El kirchnerismo siempre fue y nunca dejó de ser lo que ese discurso significa. En nombre de la “unidad” y contra las divisiones que no son “nacional y popular” quiere volver a archivar la pelea por el derecho al aborto como hizo en sus años de gobierno. Y justo hoy, en este 2018 que el movimiento de mujeres nunca tuvo tanta fuerza, en este año en que más cerca que nunca estuvo la conquista del aborto legal.

“La unidad” de pañuelos celestes y verdes implica que cada uno deje de pelear por lo suyo. Para los “celestes” no es tarea difícil. Su programa es básicamente “que todo siga como está”. Que saquen de la agenda la legalización del aborto, incluido guardar los pañuelos celestes, es lo menos que pueden esperar. Porque, recordemos, los celestes surgieron este año como respuesta a la masificación de los pañuelos verdes. La “unidad” de la que habla CFK es un llamado al movimiento de mujeres, una apelación a que abandonen sus reivindicaciones en pos de un objetivo mayor: su posible candidatura presidencial.

En una sola frase, Cristina re editó todos los límites del progresismo. “Gobernar”, desde su punto de vista capitalista, es hacerlo apoyándose en todas las viejas instituciones de dominación, sin tocarlas ni mancillarlas. La Iglesia es una de ellas, de las principales. De hecho, ésta juega un rol muy activo en la recuperación del kirchnerismo, ganando base social a través de sus movimientos (como la CTEP) con el necesario cuestionamiento al ajuste macrista aunque sin pelear contra él. Una política parecida a la de la CGT. Todos operan para que Macri llegue al final de su mandato y gobernar sobre las cenizas que deje.

“Cambiar algo para que todo siga como está”, es una frase de El Gatopardo perfectamente análoga con la política kirchnerista.

En función de la pelea contra “la derecha” es necesaria la “unidad”. Pero semejante unión es como la sumatoria de números negativos y positivos de igual denominación, el resultado es cero. Y siempre en esa “unidad” ganan los poderosos y reaccionarios.

Bajar las reivindicaciones de “celestes” y “verdes” es sacar el tema de agenda, que ganen para mucho tiempo el oscurantismo. La “unidad” de trabajadores que sufren despidos y ajuste con los empresarios – tal fue siempre la política de los K- es inclinarse frente al poder de hecho de los segundos. Los trabajadores también deben salir de la agenda. La política ecuménica de “no romper con el FMI”, tal y como dijo Kiciloff en una reciente entrevista en Forbes, es aceptar las condiciones de su ajuste rezando para que Macri haya aplicado todo el plan para el momento de recambio gubernamental. Cuando se “unen” dos bandos opuestos enfrentados, dejando atrás sus intereses contrapuestos, el único que gana es quien ya ganó, el opresor.
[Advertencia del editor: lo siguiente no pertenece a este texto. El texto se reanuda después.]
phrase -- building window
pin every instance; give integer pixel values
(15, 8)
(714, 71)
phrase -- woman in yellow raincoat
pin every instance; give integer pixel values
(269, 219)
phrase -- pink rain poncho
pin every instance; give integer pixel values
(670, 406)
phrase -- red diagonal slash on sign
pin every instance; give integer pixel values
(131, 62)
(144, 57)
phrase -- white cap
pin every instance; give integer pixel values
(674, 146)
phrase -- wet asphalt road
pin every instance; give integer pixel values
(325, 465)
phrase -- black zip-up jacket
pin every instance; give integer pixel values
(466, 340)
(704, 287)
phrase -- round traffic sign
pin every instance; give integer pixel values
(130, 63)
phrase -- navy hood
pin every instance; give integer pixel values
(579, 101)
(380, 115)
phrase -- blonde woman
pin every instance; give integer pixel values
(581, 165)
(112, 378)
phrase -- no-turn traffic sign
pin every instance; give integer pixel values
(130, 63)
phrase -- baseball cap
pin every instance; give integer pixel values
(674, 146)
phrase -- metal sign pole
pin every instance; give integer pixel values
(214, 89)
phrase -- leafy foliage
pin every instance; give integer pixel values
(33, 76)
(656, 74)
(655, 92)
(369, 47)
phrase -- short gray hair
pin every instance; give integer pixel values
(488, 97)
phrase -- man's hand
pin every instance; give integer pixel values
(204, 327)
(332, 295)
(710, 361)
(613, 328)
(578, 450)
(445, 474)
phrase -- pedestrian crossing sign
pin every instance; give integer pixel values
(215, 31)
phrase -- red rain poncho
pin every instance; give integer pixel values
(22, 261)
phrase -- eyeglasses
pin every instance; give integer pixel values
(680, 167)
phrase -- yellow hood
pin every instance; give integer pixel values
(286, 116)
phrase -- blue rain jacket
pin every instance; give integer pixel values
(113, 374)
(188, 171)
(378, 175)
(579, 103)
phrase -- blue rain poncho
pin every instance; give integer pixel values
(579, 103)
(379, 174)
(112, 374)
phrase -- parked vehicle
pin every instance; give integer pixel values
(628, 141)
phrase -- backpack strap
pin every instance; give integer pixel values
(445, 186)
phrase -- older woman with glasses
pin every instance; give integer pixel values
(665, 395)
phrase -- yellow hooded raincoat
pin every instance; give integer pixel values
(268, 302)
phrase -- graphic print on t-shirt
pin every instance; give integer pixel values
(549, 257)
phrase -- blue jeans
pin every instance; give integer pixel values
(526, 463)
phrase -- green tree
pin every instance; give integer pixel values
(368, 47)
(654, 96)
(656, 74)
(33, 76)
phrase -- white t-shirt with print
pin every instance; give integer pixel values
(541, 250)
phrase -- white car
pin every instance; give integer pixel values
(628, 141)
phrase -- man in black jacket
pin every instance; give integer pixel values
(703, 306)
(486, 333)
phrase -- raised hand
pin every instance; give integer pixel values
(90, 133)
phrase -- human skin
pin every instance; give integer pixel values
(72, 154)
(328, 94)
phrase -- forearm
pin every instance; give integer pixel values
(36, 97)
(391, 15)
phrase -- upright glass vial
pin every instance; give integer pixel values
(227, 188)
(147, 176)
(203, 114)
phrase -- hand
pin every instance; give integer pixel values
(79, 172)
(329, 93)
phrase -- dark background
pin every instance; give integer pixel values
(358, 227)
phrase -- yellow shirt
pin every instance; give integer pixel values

La “unidad nacional y popular” es una entre víctimas y verdugos, de aceptación mutua entre unos y otros sin dejar de ser cada uno lo que es: víctima y verdugo. Esa orientación sólo puede significar que la primera se deje cortar la cabeza por el segundo con resignación, esperando tiempos mejores bajo el mandato de “la jefa”.